Reputation: 29
Requests.get() does not seem to be returning the expected bytes for Wikipedia image URLs, such as https://upload.wikimedia.org/wikipedia/commons/0/05/20100726_Kalamitsi_Beach_Ionian_Sea_Lefkada_island_Greece.jpg:
import wikipedia
import requests
page = wikipedia.page("beach")
first_image_link = page.images[0]
req = requests.get(first_image_link)
req.content
b'<!DOCTYPE html>\n<html lang="en">\n<meta charset="utf-8">\n<title>Wikimedia Error</title>\n<style>\n*...
Upvotes: 1
Views: 729
Reputation: 452
I typed your code and it seems to be an "Error: 403, Forbidden.". Wikipedia requires a user agent header in the request.
import wikipedia
import requests
headers = {
'User-Agent': 'My User Agent 1.0'
}
page = wikipedia.page("beach")
first_image_link = page.images[0]
req = requests.get(first_image_link, headers=headers, stream=True)
req.content
For the user agent, you should probably supply something a bit more descriptive than the placeholder I use in my example.
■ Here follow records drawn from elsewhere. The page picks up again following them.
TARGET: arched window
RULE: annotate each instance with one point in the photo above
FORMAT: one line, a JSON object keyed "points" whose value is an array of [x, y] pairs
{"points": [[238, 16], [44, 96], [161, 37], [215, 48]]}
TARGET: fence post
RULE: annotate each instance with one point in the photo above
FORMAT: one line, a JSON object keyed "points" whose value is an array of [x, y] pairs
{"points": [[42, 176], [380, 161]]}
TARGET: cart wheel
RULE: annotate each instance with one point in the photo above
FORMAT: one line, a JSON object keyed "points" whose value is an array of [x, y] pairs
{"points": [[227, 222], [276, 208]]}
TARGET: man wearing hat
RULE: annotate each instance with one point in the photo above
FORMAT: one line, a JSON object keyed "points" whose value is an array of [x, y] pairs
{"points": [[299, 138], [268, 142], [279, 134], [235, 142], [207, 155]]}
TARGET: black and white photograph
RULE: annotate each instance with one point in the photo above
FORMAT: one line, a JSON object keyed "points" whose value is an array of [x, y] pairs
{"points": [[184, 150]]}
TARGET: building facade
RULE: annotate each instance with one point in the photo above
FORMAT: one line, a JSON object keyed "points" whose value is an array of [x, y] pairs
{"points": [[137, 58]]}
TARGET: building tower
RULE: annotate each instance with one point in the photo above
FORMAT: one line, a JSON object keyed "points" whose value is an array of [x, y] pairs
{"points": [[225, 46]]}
Maybe the name of your script, or just the word "script" or something like that. I tested it and it works fine. You will get back the image as you are expecting.
Upvotes: 2
Reputation: 7779
Most websites block requests that come in without a valid browser as a User-Agent. Wikimedia is one such.
import requests
headers={'User-Agent': 'Mozilla/5.0 (Windows NT 10.0; Win64; x64) AppleWebKit/537.36 (KHTML, like Gecko) Chrome/102.0.0.0 Safari/537.36'}
res = requests.get('https://upload.wikimedia.org/wikipedia/commons/0/05/20100726_Kalamitsi_Beach_Ionian_Sea_Lefkada_island_Greece.jpg', headers=headers)
res.content
which will give you expected output
Upvotes: 2